Downhill convex rounded shapes I might use a block
or larger plane on, making short tangential cuts, then
fairing the curve with rasps and/or files. Concave
curves are trickier.

I used to have a compass plane but seldom used it
and I wasn't that impressed with the cut quality.


----------



## Tim457 (Jan 11, 2013)

Maybe try taking a thinner shaving and/or skewing the spokeshave (one hand closer to you than the other). Are you going against the grain by chance? If so try turning the wood around or pushing instead of pulling.


----------



## TheWoodenOyster (Feb 6, 2013)

Thanks for the input guys.

Loren- I was sort of worried it was the nature of the beast, and it sounds like that is at least somewhat true. Thought about a compass plane, but I am a little wary of them. Seems like the sort of tool that work in a laboratory and that is about it. Been wanting some Rasps lately. I am trying to get a good system down for fairing curves, and I think the rasp might be the answer. Freehanding a fair curve is pretty difficult with a spokeshave and sandpaper.

Tim- I am going with the grain and skewing. That helps, but doesn't totally solve it.


----------



## jdh122 (Sep 8, 2010)

I've had very good experience with high quality spokeshaves (in my case Veritas ones). I have very little chatter and use them all the time. I have used cheap ones and found them nothing but frustrating, although your historical one is probably much better quality.
One problem on cheaper ones is that the casting behind the iron is poor, leaving part of the iron unsupported. There was an article in a magazine not that long ago about how to tune up a cheap one using epoxy (JB Weld type, not the kind we use for glue) to sort of cast a new place for the iron to rest. Seems like a lot of work to me, but apparently the author got a $15 ss to work like a $100 one. https://www.canadianwoodworking.com/tipstechniques/tuning-and-using-spokeshave
Brian Boggs also had an article in FWW that was interesting on this subject.


----------



## Loren (May 30, 2008)

Check out the Iwasaki files. They are an awesome value
compared to hand-cut rasps. Machine cut rasps are
kind of blah for furniture grade work.

oh… and the old-fashioned spoke shaves with the tanged
forged blades work better in my opinion. I only have
one, a funny forged aluminum thing, but it has that
style of low angle iron and it's nice to use. I think 
Lee Valley sells some new ones in that style.

Also, the 151 is prone to breakage.

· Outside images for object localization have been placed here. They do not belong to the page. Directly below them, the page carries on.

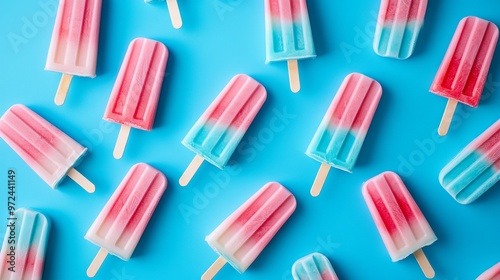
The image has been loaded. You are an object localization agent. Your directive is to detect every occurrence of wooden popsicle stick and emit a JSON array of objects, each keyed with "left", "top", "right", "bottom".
[
  {"left": 67, "top": 168, "right": 95, "bottom": 193},
  {"left": 438, "top": 99, "right": 458, "bottom": 136},
  {"left": 310, "top": 163, "right": 331, "bottom": 197},
  {"left": 87, "top": 248, "right": 108, "bottom": 278},
  {"left": 179, "top": 155, "right": 204, "bottom": 187},
  {"left": 113, "top": 125, "right": 131, "bottom": 159},
  {"left": 166, "top": 0, "right": 183, "bottom": 29},
  {"left": 288, "top": 59, "right": 300, "bottom": 93},
  {"left": 55, "top": 74, "right": 73, "bottom": 106},
  {"left": 414, "top": 249, "right": 435, "bottom": 279},
  {"left": 201, "top": 256, "right": 227, "bottom": 280}
]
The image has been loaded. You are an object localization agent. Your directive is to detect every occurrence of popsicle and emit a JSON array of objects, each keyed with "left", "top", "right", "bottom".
[
  {"left": 265, "top": 0, "right": 316, "bottom": 93},
  {"left": 373, "top": 0, "right": 428, "bottom": 59},
  {"left": 0, "top": 104, "right": 94, "bottom": 193},
  {"left": 430, "top": 16, "right": 499, "bottom": 136},
  {"left": 362, "top": 171, "right": 436, "bottom": 279},
  {"left": 202, "top": 182, "right": 296, "bottom": 279},
  {"left": 145, "top": 0, "right": 183, "bottom": 29},
  {"left": 103, "top": 38, "right": 168, "bottom": 159},
  {"left": 439, "top": 119, "right": 500, "bottom": 204},
  {"left": 0, "top": 208, "right": 50, "bottom": 280},
  {"left": 291, "top": 253, "right": 338, "bottom": 280},
  {"left": 85, "top": 163, "right": 167, "bottom": 277},
  {"left": 179, "top": 74, "right": 267, "bottom": 186},
  {"left": 306, "top": 73, "right": 382, "bottom": 196},
  {"left": 45, "top": 0, "right": 102, "bottom": 105},
  {"left": 477, "top": 262, "right": 500, "bottom": 280}
]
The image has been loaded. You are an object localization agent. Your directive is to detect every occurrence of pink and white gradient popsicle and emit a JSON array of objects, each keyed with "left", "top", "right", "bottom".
[
  {"left": 0, "top": 104, "right": 94, "bottom": 193},
  {"left": 362, "top": 171, "right": 436, "bottom": 278},
  {"left": 202, "top": 182, "right": 296, "bottom": 279},
  {"left": 103, "top": 38, "right": 168, "bottom": 159},
  {"left": 85, "top": 163, "right": 167, "bottom": 277},
  {"left": 373, "top": 0, "right": 428, "bottom": 59},
  {"left": 45, "top": 0, "right": 102, "bottom": 105},
  {"left": 477, "top": 262, "right": 500, "bottom": 280},
  {"left": 180, "top": 74, "right": 266, "bottom": 187},
  {"left": 430, "top": 16, "right": 499, "bottom": 136},
  {"left": 0, "top": 208, "right": 50, "bottom": 280}
]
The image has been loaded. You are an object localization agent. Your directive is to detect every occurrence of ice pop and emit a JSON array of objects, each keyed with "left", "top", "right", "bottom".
[
  {"left": 103, "top": 38, "right": 168, "bottom": 159},
  {"left": 430, "top": 16, "right": 499, "bottom": 136},
  {"left": 439, "top": 119, "right": 500, "bottom": 204},
  {"left": 306, "top": 73, "right": 382, "bottom": 196},
  {"left": 291, "top": 253, "right": 338, "bottom": 280},
  {"left": 179, "top": 74, "right": 267, "bottom": 186},
  {"left": 0, "top": 104, "right": 94, "bottom": 193},
  {"left": 373, "top": 0, "right": 428, "bottom": 59},
  {"left": 265, "top": 0, "right": 316, "bottom": 93},
  {"left": 202, "top": 182, "right": 296, "bottom": 279},
  {"left": 45, "top": 0, "right": 102, "bottom": 105},
  {"left": 362, "top": 171, "right": 436, "bottom": 279},
  {"left": 145, "top": 0, "right": 182, "bottom": 29},
  {"left": 85, "top": 163, "right": 167, "bottom": 277},
  {"left": 477, "top": 262, "right": 500, "bottom": 280},
  {"left": 0, "top": 208, "right": 50, "bottom": 280}
]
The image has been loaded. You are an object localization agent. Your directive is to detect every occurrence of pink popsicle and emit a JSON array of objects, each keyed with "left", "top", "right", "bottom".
[
  {"left": 45, "top": 0, "right": 102, "bottom": 105},
  {"left": 103, "top": 38, "right": 168, "bottom": 159},
  {"left": 202, "top": 182, "right": 296, "bottom": 279},
  {"left": 430, "top": 16, "right": 498, "bottom": 136},
  {"left": 85, "top": 163, "right": 167, "bottom": 277},
  {"left": 362, "top": 171, "right": 436, "bottom": 278}
]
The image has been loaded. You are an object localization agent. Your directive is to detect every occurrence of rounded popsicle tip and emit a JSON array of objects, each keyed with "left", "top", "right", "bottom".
[
  {"left": 54, "top": 96, "right": 65, "bottom": 106},
  {"left": 173, "top": 21, "right": 182, "bottom": 29},
  {"left": 310, "top": 187, "right": 320, "bottom": 197}
]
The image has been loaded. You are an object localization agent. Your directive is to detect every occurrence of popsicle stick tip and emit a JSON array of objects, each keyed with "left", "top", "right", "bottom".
[
  {"left": 166, "top": 0, "right": 182, "bottom": 29},
  {"left": 288, "top": 60, "right": 300, "bottom": 93},
  {"left": 113, "top": 125, "right": 131, "bottom": 159},
  {"left": 67, "top": 168, "right": 95, "bottom": 193},
  {"left": 179, "top": 155, "right": 204, "bottom": 187},
  {"left": 202, "top": 256, "right": 227, "bottom": 280},
  {"left": 414, "top": 249, "right": 435, "bottom": 279},
  {"left": 310, "top": 163, "right": 331, "bottom": 197},
  {"left": 438, "top": 99, "right": 458, "bottom": 137},
  {"left": 87, "top": 248, "right": 108, "bottom": 278},
  {"left": 54, "top": 74, "right": 73, "bottom": 106}
]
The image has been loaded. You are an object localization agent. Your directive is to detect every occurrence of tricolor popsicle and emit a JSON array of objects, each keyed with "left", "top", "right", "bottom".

I dropped one
it one side split off where the casting is tapped for
the height screw. The ones lacking the height
screws are stronger. I have a couple of those with
curved bottoms. Still hard to fare a curve with them 
taking anything more than a narrow cut.


----------



## TheWoodenOyster (Feb 6, 2013)

Jeremy - I was thinking a more expensive one might work a little better. Probably not in the funds right now, but I might save up for one and splurge when I have a project where I will be using a spokeshave a lot.

Loren - I'll definitely check out those Iwasaki files. I might actually start another forum on some cheap rasp options, but I'll start with Iwasaki. I'll check out the tanged blade spokeshaves as well.

Thanks for the help guys


----------



## Tim457 (Jan 11, 2013)

WoodenOyster, didn't mean to insult if you were already doing those, but those are the really basic things to try and sometimes people miss the basic stuff. Found this from Patrick Leach:

One thing that you'll likely suffer the first time you
ever use one, especially the metallic models, is chatter. This is almost
always due to too much pressure being placed on the heel of the tool
causing it to rock back on itself. You also need to put sufficient
pressure on the toe, ahead of the iron. Forceful strokes will make it
spew tight curls effortlessly.

http://www.cs.cmu.edu/~alf/en/leach-spoke.txt

I'd have to assume that chatter can also come from the iron not having a flat bed to sit on just like a plane frog not being flat.


----------